There are more connections. And I'm not even mentioning Sharon Stone (as a hairdresser), Lindsay Lohan and Elijah Wood (who are getting married so he can avoid Vietnam), Shia LaBeouf and Nick Cannon (as campaigners), Helen Hunt (Sheen's wife), Freddy Rodríguez (a kitchen staffer), Anthony Hopkins (the doorman) and Harry Belafonte (his confidante) -- all great in their own ways in this movie. (I never thought I'd say this, but I enjoyed Helen Hunt!) Oscar nominations should go to Moore, Stone and Fishburne for their performances, which are truly supporting in every sense of the word. Estevez also deserves nominations, for his script and direction. The movie's art direction and cinematography (which seamlessly cuts between stock footage and staged footage) are also superior.

This movie will bring RFK to a whole new generation of Americans like myself, who have grown up in a time devoid of visionary politicians. Seeing footage of RFK's campaigning and speechmaking is spine-tingling. It made me tear up. This man was so sincere, so intent. Did they really make politicians like that?

As much as the movie lionizes RFK (and boy does it ever), it is not just pageantry. This is a movie about us...Americans...and our special habit of wallowing in the mundane while shooting for the stars. The essence of Bobby is made of quiet, gem-like scenes between characters. It's an Altman-esque experience, but with more direction and dialogue. Some of the dialogue approaches affectation, yes, but it is eloquent and services the story. How can I describe the delight of seeing Sharon Stone doing Demi Moore's hair, and the small but profound exchange between them? It's a wonderful scene performed by two aging bombshells. But here, they are character actors, and it is sublime.

The rest of the scenes are equally wonderful. All the characters are fully realized. We're never confused about who is who, and we grow to care about all of them. The common bond between these people is hope -- hope for a way to avoid Vietnam, hope for a way to save a marriage, hope for equality between races, hope for a brighter future -- and the investment of that hope in one man who promises to lead the way. We are small people, but together we can imbue a man with great momentum. Estevez begins the film with that great momentum -- you can feel it in the camerawork, in the buoyant score, in the alacrity of the characters. Change is coming.

Is it ever. Bobby is a tragedy, in many ways, and given that it is based around RFK's assassination, you may think the end is foretold. But the final sequence of the film is surprising and powerful -- surprising because it hinges not on the actual event but the alchemy of emotions surrounding it, and powerful because Estevez has earned our investment in RFK and these characters. Oh, what a cataclysm the assassination must've been for anyone alive and cognizant in June of '68. It is shattering merely experiencing it via celluloid 40 years later.

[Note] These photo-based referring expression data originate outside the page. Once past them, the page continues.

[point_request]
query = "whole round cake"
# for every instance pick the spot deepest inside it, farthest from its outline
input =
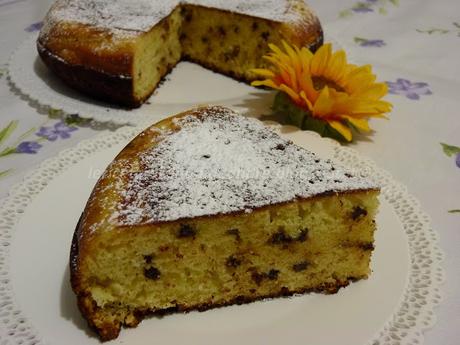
(209, 208)
(119, 50)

I was weeping at the film's end. But for what? The brutal assassination of hope, maybe. A generation endured the murders of JFK and Martin Luther King Jr., and in Bobby they found a phoenix. Here was their last great hope out of the ashes of the '60s, and even that was taken away by mindless menace. The film despairs for us, yes, but it is ultimately an ode to our capacity for endurance.

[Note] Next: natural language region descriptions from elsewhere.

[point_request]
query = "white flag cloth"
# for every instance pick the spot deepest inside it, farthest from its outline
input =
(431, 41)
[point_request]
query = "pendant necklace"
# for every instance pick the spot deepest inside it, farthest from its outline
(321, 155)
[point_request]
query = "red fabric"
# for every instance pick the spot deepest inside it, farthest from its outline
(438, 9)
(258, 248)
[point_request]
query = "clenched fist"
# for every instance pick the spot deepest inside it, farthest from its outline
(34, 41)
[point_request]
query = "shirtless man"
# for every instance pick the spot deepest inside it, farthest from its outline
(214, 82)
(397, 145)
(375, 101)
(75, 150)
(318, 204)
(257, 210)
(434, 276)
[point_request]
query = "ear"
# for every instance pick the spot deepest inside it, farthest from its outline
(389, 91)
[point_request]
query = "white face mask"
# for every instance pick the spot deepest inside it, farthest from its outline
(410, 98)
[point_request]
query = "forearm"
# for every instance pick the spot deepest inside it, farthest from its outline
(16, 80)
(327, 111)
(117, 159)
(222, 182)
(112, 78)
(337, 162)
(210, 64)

What Estevez does isn't brain surgery. He uses RFK and the Ambassador Hotel as a spine, and wraps simple vignettes around it. But it's clear: Estevez himself had a definite vision, and Bobby is a perfect realization of it.

I've run out of words to convey the value of this movie. Bobby is an immersion and a reflection. It is a great experience. Most importantly, it makes us wonder how things would be different if RFK had been president instead of Nixon, and how we might work our way to that thwarted reality starting today. Better late than never.